Hardness is measured several different ways, and shop drawings, mill certificates, and heat-treat specs rarely all use the same one. This calculator translates a value on one scale into its equivalents on the others for steel, so you can compare an HRC spec against a Brinell reading or a Vickers test without hunting through a printed chart.
How it works
Each hardness test pushes a different indenter into the surface under a different load, so there is no exact algebraic formula linking them. Instead, the industry relies on measured correlation tables. ASTM E140 publishes those tables for carbon and low-alloy steel, and this tool stores a condensed version with Vickers as the master column.
input value -> interpolate to Vickers (HV)
HV -> interpolate to HRC, HRB, HRA, HB
HV -> estimate tensile strength (ksi, then MPa)

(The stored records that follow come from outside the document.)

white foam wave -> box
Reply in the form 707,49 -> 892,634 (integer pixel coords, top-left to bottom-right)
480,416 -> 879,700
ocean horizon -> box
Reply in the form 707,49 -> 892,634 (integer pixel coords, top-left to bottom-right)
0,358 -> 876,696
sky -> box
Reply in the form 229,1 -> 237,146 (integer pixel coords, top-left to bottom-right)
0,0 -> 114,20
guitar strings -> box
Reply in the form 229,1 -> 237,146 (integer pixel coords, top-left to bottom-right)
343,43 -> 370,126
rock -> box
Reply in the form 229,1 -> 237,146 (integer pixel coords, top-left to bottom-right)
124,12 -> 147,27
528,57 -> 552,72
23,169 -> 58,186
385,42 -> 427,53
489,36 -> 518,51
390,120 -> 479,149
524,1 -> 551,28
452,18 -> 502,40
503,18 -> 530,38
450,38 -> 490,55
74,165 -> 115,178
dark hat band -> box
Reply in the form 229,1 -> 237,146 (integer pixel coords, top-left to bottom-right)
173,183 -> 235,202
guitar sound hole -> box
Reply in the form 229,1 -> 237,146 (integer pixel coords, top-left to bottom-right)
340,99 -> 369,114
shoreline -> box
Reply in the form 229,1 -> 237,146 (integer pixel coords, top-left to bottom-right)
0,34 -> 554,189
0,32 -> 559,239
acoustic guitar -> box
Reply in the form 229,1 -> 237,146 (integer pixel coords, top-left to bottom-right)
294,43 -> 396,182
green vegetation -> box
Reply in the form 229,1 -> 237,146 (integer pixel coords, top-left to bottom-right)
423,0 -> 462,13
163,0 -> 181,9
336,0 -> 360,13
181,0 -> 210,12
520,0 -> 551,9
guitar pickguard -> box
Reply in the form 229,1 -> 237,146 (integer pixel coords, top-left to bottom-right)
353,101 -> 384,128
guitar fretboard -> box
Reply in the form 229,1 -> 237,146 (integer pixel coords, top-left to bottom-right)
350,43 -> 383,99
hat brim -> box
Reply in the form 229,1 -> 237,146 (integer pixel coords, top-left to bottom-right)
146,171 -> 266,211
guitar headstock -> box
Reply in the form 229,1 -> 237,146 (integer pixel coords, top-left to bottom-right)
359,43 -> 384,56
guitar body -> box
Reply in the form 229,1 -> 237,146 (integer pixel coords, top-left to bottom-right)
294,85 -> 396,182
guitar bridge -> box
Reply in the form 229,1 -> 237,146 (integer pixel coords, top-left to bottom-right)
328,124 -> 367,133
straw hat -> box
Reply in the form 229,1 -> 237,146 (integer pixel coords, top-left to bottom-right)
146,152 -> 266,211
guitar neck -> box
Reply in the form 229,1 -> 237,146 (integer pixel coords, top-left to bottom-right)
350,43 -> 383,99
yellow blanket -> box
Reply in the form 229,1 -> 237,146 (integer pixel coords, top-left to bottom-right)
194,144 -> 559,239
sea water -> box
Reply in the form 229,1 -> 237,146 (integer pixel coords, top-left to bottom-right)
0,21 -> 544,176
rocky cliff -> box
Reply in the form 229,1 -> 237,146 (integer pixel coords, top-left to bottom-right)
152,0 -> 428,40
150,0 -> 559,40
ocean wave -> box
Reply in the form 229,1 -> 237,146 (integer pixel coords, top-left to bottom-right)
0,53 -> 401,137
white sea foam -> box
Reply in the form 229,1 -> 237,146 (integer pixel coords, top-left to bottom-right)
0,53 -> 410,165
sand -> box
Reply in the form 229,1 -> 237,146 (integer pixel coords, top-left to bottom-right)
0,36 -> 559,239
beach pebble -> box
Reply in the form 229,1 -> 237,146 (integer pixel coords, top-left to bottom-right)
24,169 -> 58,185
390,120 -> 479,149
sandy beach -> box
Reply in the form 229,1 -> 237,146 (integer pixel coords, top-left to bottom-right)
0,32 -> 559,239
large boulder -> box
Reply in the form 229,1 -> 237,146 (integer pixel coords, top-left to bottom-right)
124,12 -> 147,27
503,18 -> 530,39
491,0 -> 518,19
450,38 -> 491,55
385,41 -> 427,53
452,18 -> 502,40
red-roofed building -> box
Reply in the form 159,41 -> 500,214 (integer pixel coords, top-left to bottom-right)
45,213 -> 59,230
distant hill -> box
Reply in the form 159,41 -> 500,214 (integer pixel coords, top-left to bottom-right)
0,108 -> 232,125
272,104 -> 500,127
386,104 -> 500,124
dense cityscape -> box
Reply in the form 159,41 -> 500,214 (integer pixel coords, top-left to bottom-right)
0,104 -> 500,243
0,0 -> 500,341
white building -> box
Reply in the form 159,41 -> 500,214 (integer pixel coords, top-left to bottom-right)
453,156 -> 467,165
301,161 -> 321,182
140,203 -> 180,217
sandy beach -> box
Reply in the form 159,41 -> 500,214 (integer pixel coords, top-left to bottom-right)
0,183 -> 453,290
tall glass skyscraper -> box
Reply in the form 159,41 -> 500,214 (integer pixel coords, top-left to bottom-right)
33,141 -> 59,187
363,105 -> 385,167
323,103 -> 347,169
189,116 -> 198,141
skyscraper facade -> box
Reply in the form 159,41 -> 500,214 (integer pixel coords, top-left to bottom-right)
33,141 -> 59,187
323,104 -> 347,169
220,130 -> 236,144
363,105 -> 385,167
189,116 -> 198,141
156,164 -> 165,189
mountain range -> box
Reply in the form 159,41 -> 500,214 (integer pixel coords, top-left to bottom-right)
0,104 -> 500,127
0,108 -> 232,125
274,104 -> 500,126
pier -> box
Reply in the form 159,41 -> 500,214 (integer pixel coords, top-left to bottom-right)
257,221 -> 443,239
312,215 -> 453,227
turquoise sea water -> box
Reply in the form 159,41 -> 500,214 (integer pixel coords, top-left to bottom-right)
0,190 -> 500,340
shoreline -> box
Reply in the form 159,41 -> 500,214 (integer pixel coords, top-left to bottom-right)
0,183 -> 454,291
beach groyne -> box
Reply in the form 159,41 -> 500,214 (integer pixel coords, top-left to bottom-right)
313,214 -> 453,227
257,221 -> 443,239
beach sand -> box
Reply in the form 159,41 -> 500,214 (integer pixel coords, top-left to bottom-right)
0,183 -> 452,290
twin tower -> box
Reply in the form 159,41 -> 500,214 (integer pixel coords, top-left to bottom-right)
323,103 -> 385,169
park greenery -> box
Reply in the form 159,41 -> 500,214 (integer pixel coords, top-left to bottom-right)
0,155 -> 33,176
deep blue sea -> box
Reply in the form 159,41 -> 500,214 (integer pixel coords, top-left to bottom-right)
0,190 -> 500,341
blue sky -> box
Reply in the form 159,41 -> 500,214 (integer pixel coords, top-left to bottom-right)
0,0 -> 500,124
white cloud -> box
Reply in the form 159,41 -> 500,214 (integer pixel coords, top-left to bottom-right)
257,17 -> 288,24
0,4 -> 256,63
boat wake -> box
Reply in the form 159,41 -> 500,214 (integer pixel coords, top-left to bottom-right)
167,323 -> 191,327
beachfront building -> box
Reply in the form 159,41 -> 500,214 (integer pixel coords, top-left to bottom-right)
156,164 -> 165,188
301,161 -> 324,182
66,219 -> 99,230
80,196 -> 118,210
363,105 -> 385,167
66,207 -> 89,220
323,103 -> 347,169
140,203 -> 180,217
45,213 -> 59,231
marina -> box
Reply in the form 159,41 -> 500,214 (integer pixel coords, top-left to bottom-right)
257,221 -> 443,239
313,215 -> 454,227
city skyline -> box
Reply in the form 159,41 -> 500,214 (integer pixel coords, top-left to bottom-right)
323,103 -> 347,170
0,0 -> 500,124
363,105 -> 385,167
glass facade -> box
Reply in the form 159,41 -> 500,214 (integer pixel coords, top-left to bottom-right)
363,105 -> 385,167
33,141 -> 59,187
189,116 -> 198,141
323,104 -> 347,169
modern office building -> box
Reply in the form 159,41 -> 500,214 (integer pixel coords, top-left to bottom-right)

When you enter a value, it is first converted to Vickers by linear interpolation between the nearest table rows, then Vickers is interpolated back out to every other scale. Any scale whose valid window does not include your value is marked out of range rather than extrapolated.
Tips and notes
These conversions apply only to carbon and low-alloy steels. Stainless steel, nickel alloys, and non-ferrous metals have their own ASTM E140 tables with different relationships, and case-hardened or surface-treated parts behave differently again.
The tensile strength estimate is a convenience, not a substitute for a tensile test. It follows the standard steel correlation but can be off by a noticeable margin depending on microstructure, so never use it as the basis for a structural calculation. For acceptance testing, always measure on the scale your specification calls out rather than converting from another.